Kolom Fiam Mustamin
MASIH segar dalam ingatan kita ketika seru-serunya kampanye pemilihan Presiden muncul wacana Presiden untuk pemindahan Ibu Kota Negara, Jakarta Raya yang dalam tinjauan banyak analisis bahwa untuk jangka waktu panjang Jakarta sudah tidak kondusif lagi menjadi Ibu Kota Negara pusat pemerintahan.
Dengan wacana itu mendapat respon masyarakat yang mengasumsikan bahwa Ibu Kota Negara yang baru itu akan tetap terfokus ke Palangkaraya, Kalimantan Tengah sebagaimana yang pernah diwacanakan oleh Presiden Sorkarno di tahun 1950 an.
Pada suatu kesempatan Presiden Jokowi beserta staf dan menteri terkait menyempatkan untuk meninjau langsung lokasi daerah yang akan dijadikan Ibu Kota Negara itu.
Respon publik begitu antusias mengapresiasi menyambut gagasan Presiden Jokowi yang inovatif dan visioner itu bagi kemaslahatan untuk bangsa ke depan.
Penulis sendiri menulis pandangannya yang secara kepentingan georafis dan sosio kultural mengajukan alternatif bahwa Ibu Kota Negara di Kalimantan Tiimur dan Sulawesi Selatan.
Di Kaltim saya pernah menulis esay: Antara Samarinda ke Balikpapan Bagai Sebuah Perjalanan Ibadah dari Kota Suci Medinah al Munawwarah ke Makkah al Mukatramah, tahun 2009.
Subhahanallah.
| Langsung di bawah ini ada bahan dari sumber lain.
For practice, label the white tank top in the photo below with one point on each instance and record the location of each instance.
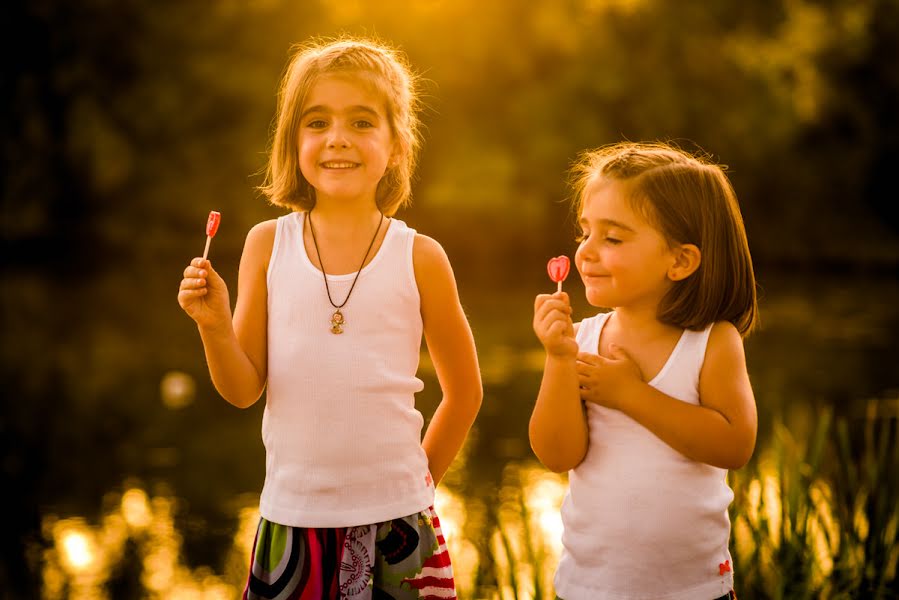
(341, 432)
(640, 519)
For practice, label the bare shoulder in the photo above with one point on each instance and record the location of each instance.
(427, 251)
(725, 337)
(725, 349)
(257, 251)
(429, 259)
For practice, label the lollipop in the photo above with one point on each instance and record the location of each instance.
(212, 225)
(558, 268)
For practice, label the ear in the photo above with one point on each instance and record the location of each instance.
(687, 258)
(396, 155)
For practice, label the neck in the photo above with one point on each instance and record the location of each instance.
(344, 220)
(639, 324)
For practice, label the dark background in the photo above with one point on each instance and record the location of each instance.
(125, 122)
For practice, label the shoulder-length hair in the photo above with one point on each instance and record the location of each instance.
(689, 200)
(377, 64)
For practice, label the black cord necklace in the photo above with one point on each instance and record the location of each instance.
(337, 320)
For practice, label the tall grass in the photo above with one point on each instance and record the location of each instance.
(815, 515)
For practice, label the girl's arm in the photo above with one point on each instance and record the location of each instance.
(558, 427)
(236, 348)
(720, 431)
(451, 346)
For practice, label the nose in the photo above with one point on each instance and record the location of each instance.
(585, 251)
(337, 138)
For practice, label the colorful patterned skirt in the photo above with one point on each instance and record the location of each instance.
(401, 559)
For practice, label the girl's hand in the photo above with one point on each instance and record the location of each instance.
(553, 326)
(204, 296)
(602, 379)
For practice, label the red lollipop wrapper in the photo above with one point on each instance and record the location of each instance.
(212, 226)
(558, 268)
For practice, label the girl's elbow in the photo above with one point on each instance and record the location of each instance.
(243, 400)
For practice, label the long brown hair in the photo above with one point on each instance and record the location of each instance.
(689, 200)
(379, 65)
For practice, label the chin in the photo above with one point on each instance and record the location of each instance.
(598, 300)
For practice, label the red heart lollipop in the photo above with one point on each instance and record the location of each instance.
(558, 268)
(212, 226)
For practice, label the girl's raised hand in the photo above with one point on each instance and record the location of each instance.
(553, 326)
(601, 379)
(203, 295)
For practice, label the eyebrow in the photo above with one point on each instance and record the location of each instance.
(608, 223)
(352, 109)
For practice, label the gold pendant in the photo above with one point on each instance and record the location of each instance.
(337, 322)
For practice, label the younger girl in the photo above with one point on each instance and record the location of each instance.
(663, 377)
(333, 300)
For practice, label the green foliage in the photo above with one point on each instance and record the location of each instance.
(126, 110)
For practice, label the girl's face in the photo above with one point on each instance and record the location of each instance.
(345, 139)
(623, 261)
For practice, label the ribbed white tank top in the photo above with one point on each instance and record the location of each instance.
(640, 519)
(341, 432)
Penulis menangkap hal yang menyenangkan yang dengan alam raya yang tertangkap secara indrarawi/mata batin, dalam hati mengatakan akankah daerah itu kelak akan menjadi kota besar yang menarik dikunjungi oleh masyarakat dunia sepeti di musim umrah dan haji.
Begitu pula dengan daerah Sulawesi Selatan yang memiliki geografi lahan daratan dan bukit, pegunungan yang luas selain dengan garis pantainya yang panjang.
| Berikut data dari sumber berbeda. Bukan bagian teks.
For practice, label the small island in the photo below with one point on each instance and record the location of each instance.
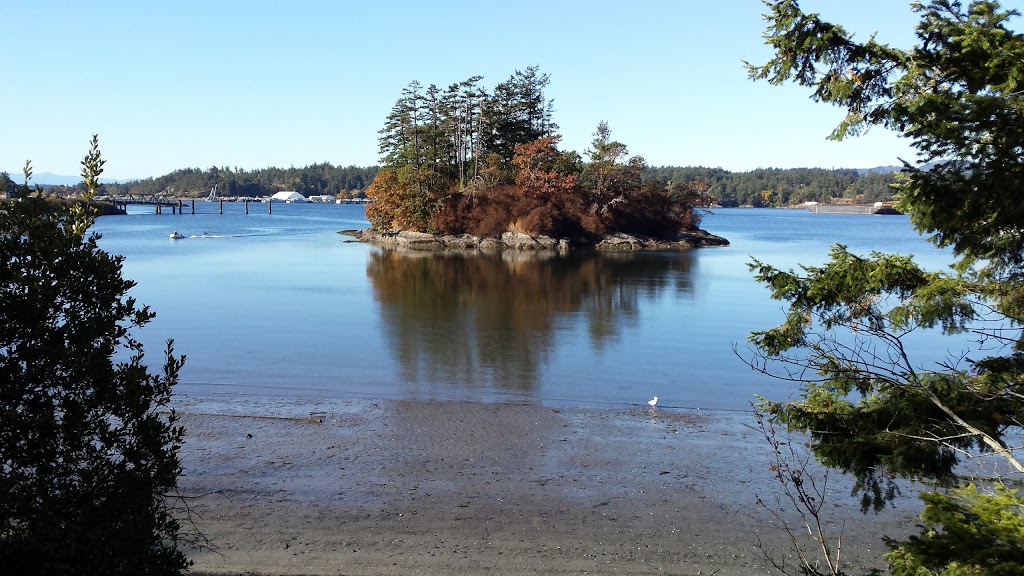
(464, 168)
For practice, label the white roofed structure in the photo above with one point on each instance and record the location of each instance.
(288, 196)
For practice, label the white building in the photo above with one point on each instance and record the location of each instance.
(288, 196)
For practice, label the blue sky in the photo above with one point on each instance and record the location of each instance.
(258, 83)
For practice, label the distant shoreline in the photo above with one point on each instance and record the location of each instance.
(523, 242)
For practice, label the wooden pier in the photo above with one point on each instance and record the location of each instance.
(177, 205)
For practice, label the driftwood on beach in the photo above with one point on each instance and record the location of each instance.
(524, 242)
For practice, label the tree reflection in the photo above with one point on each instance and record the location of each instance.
(494, 321)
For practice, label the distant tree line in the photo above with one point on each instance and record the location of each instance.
(777, 187)
(322, 178)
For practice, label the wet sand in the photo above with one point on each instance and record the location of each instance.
(424, 488)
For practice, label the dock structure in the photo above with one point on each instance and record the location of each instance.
(177, 205)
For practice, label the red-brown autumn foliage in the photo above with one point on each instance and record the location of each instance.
(547, 198)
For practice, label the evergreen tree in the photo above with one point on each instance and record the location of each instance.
(869, 408)
(88, 444)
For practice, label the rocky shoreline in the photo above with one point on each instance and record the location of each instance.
(524, 242)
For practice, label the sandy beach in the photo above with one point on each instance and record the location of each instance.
(382, 488)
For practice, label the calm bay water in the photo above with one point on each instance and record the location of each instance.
(280, 305)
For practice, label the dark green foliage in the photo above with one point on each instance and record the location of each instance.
(463, 161)
(965, 533)
(786, 187)
(870, 409)
(88, 446)
(314, 179)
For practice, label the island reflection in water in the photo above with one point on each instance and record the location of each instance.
(496, 321)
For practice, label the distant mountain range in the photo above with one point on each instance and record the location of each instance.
(47, 178)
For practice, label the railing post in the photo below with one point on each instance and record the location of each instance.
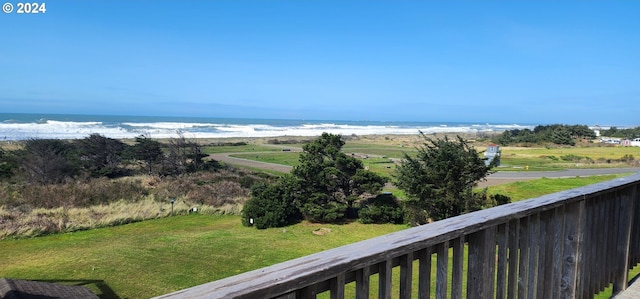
(573, 234)
(482, 259)
(384, 282)
(626, 209)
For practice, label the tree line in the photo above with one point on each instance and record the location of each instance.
(556, 134)
(628, 133)
(48, 161)
(331, 186)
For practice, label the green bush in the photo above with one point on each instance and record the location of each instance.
(270, 206)
(381, 209)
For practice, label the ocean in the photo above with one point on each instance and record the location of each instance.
(17, 126)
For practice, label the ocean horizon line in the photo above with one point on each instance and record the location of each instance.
(20, 126)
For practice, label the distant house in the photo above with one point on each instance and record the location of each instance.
(27, 289)
(596, 130)
(492, 152)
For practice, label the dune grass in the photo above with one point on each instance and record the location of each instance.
(538, 187)
(150, 258)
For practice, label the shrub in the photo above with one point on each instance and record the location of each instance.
(381, 209)
(270, 206)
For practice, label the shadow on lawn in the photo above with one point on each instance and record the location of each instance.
(105, 290)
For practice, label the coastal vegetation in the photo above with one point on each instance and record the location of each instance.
(555, 134)
(439, 181)
(98, 181)
(173, 253)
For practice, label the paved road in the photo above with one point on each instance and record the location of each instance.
(560, 174)
(497, 178)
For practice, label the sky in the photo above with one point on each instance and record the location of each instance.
(534, 62)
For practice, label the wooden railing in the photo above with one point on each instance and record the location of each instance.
(570, 244)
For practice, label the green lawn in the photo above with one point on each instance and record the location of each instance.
(155, 257)
(239, 149)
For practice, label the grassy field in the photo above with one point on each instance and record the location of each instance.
(177, 252)
(154, 257)
(168, 254)
(513, 158)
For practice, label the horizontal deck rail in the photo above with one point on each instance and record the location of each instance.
(570, 244)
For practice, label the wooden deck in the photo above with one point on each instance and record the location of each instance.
(570, 244)
(632, 292)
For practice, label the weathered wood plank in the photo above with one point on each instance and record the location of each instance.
(624, 240)
(287, 296)
(337, 287)
(424, 273)
(481, 269)
(457, 268)
(442, 252)
(406, 275)
(545, 265)
(574, 224)
(385, 277)
(534, 250)
(523, 271)
(514, 237)
(363, 277)
(558, 249)
(315, 269)
(501, 279)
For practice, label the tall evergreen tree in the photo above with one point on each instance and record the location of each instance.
(439, 180)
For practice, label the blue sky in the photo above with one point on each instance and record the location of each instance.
(572, 62)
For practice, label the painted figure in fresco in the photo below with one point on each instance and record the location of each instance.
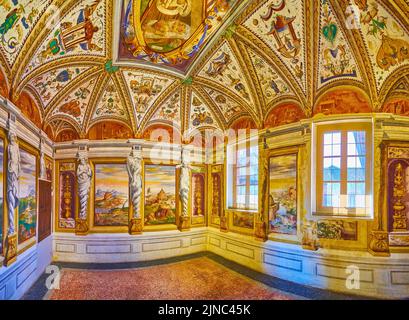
(184, 181)
(83, 32)
(84, 176)
(134, 166)
(43, 168)
(405, 198)
(70, 36)
(13, 175)
(393, 50)
(9, 23)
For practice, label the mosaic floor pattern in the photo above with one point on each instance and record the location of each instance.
(196, 279)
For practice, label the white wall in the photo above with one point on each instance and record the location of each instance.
(16, 279)
(380, 277)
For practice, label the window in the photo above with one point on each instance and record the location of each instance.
(343, 172)
(243, 176)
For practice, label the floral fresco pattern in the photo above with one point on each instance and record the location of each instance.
(169, 33)
(80, 31)
(336, 59)
(27, 207)
(67, 198)
(17, 19)
(283, 194)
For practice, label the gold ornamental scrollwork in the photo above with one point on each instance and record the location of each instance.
(399, 214)
(81, 227)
Kabupaten Tatkalar diwacanakan menjadi Kawasan Pusat Pengembangan Ekomomi Khusus/ KEK selain degan potensi alam, budaya dan sejarahnya.
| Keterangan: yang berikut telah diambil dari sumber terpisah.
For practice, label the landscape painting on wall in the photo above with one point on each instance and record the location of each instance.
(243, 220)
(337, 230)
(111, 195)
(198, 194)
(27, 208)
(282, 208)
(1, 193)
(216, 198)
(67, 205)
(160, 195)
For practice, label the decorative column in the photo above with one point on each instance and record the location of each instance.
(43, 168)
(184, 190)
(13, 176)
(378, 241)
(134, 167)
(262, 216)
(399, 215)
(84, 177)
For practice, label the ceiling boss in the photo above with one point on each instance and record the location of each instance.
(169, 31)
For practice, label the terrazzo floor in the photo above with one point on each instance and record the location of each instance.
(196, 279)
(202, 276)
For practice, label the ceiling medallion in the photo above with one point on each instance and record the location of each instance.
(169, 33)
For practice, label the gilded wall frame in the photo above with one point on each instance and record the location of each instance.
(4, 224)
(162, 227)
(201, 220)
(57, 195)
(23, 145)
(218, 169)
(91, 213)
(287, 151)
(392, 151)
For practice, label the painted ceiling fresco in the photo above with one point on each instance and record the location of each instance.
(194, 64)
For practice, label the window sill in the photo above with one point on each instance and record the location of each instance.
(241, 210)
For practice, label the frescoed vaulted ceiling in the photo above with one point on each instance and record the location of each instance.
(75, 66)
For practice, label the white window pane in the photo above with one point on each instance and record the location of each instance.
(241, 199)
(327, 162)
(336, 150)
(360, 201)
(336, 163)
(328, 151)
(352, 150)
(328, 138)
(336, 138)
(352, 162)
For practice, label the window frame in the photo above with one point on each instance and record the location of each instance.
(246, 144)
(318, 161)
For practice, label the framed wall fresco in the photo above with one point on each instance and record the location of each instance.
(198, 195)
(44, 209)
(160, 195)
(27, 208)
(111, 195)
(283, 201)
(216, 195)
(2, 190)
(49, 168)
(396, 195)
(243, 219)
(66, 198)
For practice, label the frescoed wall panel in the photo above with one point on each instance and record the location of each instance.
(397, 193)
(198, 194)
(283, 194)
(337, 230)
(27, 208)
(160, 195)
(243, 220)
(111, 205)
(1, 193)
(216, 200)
Dua daerah — Kaltim dan Sulsel, — berpotensi untuk membangun dan melestarikan nilai-nilail peradaban banga ke depan menuju Indonesia Maju dan berperadaban, insya Allah.
Kapakah Ibu Kota baru itu terealisasi, tentu hal ini akan memakan waktu untuk membangun sejumlah prangkat infrasrtruktur perkantoran pemeritahan dan prsarana pelayanan lainnya.
Mungkin saja diperlukan waktu lebih kurang dua masa jabatan pemerintahan Presiden berikutnya.
Kita doakan bersama segera terwujud ‘Lebih Cepat Lebih Baik’.